Overview
Organizations running self-hosted Terraform Cloud agents may operate in environments with strict outbound firewall policies that restrict internet access. In some regions and cloud environments (for example, Tencent Cloud environments operating within China), firewall policies may require explicit domain allowlisting and do not permit wildcard entries.
This can create challenges because Terraform Cloud agents communicate with several services and endpoints, some of which are normally documented using wildcard domains.
This article outlines the minimum known domains required and clarifies the current limitation regarding obtaining a complete non-wildcard domain list.
Environment
Self-Hosted Terraform Cloud Agents
Environments with strict outbound firewall policies
Infrastructure where wildcard domains are not permitted
Example: Tencent Cloud environments operating behind restricted internet gateways
Problem
When deploying Terraform Cloud agents in environments with strict firewall rules, outbound traffic from the agent may be blocked because the firewall only allows specific domain names and does not permit wildcard domain entries.

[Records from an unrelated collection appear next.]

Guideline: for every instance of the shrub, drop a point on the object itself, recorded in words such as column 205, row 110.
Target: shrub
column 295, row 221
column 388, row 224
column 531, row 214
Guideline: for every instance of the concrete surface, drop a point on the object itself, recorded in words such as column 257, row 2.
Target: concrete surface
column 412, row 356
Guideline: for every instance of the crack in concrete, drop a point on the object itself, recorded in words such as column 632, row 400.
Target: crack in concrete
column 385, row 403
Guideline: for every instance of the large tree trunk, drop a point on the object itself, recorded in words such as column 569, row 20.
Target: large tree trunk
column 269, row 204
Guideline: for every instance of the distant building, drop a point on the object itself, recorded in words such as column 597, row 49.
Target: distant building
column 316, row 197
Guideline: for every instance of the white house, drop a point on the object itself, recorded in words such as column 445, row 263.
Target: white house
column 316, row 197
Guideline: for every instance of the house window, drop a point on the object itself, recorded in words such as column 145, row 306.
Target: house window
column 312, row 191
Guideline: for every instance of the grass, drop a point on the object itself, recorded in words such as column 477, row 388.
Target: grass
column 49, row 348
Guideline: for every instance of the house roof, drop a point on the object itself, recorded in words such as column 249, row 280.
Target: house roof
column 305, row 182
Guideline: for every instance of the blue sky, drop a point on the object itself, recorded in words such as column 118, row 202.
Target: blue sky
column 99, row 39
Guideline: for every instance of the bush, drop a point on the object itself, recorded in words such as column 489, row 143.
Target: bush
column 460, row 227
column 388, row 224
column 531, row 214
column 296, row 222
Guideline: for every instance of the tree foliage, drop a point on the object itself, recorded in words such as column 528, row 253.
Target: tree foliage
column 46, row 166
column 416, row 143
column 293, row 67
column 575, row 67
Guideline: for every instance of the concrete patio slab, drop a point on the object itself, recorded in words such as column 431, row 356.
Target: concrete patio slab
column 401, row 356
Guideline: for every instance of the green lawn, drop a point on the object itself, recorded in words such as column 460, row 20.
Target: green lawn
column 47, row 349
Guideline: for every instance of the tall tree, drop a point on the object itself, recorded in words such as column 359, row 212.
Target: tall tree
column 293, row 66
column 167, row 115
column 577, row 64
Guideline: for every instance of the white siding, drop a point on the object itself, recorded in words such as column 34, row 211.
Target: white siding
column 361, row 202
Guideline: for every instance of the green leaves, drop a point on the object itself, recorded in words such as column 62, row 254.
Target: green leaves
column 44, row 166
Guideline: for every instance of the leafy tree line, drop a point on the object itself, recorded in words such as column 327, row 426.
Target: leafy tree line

Administrators therefore require a complete list of exact domain names that must be allowed for Terraform Cloud agents to function correctly.
However, Terraform Cloud documentation typically references wildcard domains, which may not be compatible with these firewall restrictions.
Cause
Terraform Cloud relies on multiple services and third-party integrations for platform functionality, telemetry, feature flags, and user interface services. Many of these services are delivered through infrastructure that uses dynamic hostnames behind wildcard domains.
Because of this architecture, a comprehensive static list of exact domain names (without wildcards) is not currently available.
Solution / Workaround
Although a complete list of exact domain names cannot currently be provided, the following domains are required or commonly used by Terraform Cloud agents and should be allowlisted where possible.
Core Terraform Cloud API Endpoints
Allow access to the Terraform Cloud application endpoints:
app.terraform.ioapp.eu.terraform.io(for EU region environments)
These endpoints are required for:
Agent registration
Run execution
Communication with Terraform Cloud APIs
Terraform Registry
Agents may need access to the Terraform Registry for provider and module downloads.
registry.terraform.io
Supporting Services
Terraform Cloud also uses several third-party services for functionality such as search, feature flagging, and UI tooling.
These typically require wildcard access.
Algolia (Search Service)
*.algolia.net
CommandBar (UI Command Interface)
*.commandbar.com
LaunchDarkly (Feature Flagging Service)
LaunchDarkly endpoints are also commonly required. Refer to LaunchDarkly’s official documentation for their domain requirements.
Current Limitation
At this time, HashiCorp does not provide a fully enumerated list of Terraform Cloud domains without wildcard usage. Internal verification confirms that the service architecture depends on wildcard-based domains and dynamic endpoints.